O governo federal oficializou a transferência da gestão do Seguro-Desemprego do Pescador Artesanal, conhecido como seguro-defeso, do Instituto Nacional do Seguro Social (INSS) para o Ministério do Trabalho e Emprego (MTE).
O benefício, que equivale a um salário-mínimo mensal (atualmente de R$ 1.518), é pago a pescadores e pescadoras artesanais durante o período de defeso — quando a pesca de determinadas espécies é proibida para proteger o ciclo de reprodução.
As novas regras começaram a valer nesta quarta-feira (4), com a publicação da Medida Provisória (MP) nº 1.323 no Diário Oficial da União.
Assinada pelo presidente Luiz Inácio Lula da Silva e pelo ministro do Trabalho, Luiz Marinho, a medida determina que caberá ao Ministério do Trabalho, e não mais ao INSS, receber e processar os requerimentos e habilitar os beneficiários do seguro-defeso.

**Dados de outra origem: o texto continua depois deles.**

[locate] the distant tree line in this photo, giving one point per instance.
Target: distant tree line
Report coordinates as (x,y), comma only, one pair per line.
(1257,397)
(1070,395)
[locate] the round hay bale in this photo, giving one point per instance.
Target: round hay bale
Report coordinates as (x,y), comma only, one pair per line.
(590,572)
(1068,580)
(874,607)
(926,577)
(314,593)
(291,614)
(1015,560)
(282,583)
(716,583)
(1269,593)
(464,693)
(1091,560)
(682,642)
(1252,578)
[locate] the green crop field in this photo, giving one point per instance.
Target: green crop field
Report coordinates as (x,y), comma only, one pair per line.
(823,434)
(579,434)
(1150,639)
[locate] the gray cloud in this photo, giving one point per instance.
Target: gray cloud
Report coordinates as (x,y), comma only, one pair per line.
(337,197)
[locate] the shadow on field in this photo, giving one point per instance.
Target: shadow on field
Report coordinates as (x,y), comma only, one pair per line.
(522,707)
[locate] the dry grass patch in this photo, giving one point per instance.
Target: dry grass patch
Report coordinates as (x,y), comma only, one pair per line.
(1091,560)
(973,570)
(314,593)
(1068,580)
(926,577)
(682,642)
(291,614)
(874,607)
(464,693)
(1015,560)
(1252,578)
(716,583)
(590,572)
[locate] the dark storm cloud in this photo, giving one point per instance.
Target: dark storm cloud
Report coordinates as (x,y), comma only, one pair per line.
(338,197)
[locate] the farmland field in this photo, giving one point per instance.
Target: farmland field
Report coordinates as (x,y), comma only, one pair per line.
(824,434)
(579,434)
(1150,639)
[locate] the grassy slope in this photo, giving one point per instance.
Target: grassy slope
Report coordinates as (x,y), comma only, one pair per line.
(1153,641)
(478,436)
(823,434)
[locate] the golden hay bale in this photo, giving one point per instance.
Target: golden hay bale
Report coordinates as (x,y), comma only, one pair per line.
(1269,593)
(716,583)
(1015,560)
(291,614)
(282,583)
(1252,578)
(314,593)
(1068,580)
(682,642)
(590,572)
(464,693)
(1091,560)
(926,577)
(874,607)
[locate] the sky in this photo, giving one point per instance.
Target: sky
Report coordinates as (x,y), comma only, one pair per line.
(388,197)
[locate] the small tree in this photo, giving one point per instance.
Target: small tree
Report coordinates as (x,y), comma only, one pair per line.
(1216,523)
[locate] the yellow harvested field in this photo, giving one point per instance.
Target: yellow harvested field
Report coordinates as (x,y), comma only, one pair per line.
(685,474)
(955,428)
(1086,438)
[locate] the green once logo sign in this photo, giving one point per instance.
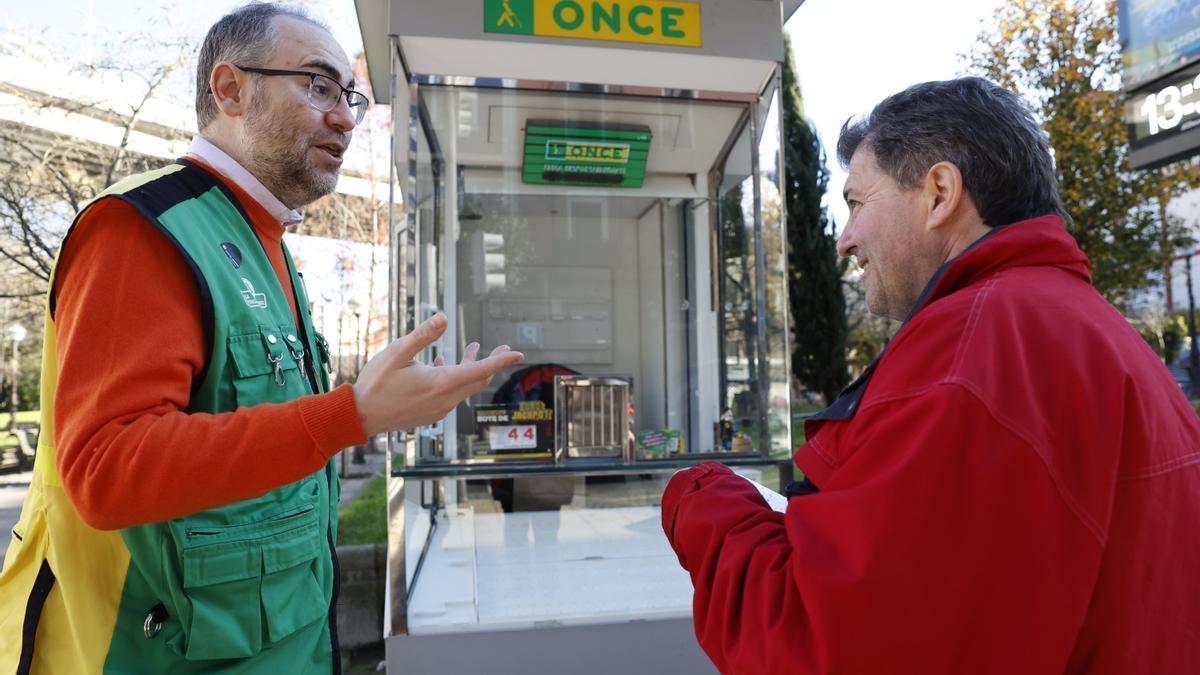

A MP também estabelece limites de gastos com o pagamento do benefício. Em 2025, o valor máximo será de R$ 7,325 bilhões. A partir de 2026, o montante será corrigido conforme a variação do Índice Nacional de Preços ao Consumidor Amplo (IPCA), e o governo deverá comprovar que os recursos não ultrapassam o arcabouço fiscal.
Para evitar fraudes, o texto reforça que apenas o pescador que morar em cidades abrangidas ou limítrofes às áreas do defeso poderá receber o benefício. Além disso, o requerente deverá comprovar a atividade pesqueira por meio de notas fiscais de venda do pescado em pelo menos seis dos 12 meses anteriores ao início do defeso.
Outras exigências incluem o cadastro no CadÚnico e a identificação biométrica.
Os pescadores poderão solicitar o benefício e acompanhar o andamento do processo pelo aplicativo Carteira de Trabalho Digital ou pelo portal Emprega Brasil. Nesses mesmos canais, será possível consultar pagamentos e registrar pedidos de revisão.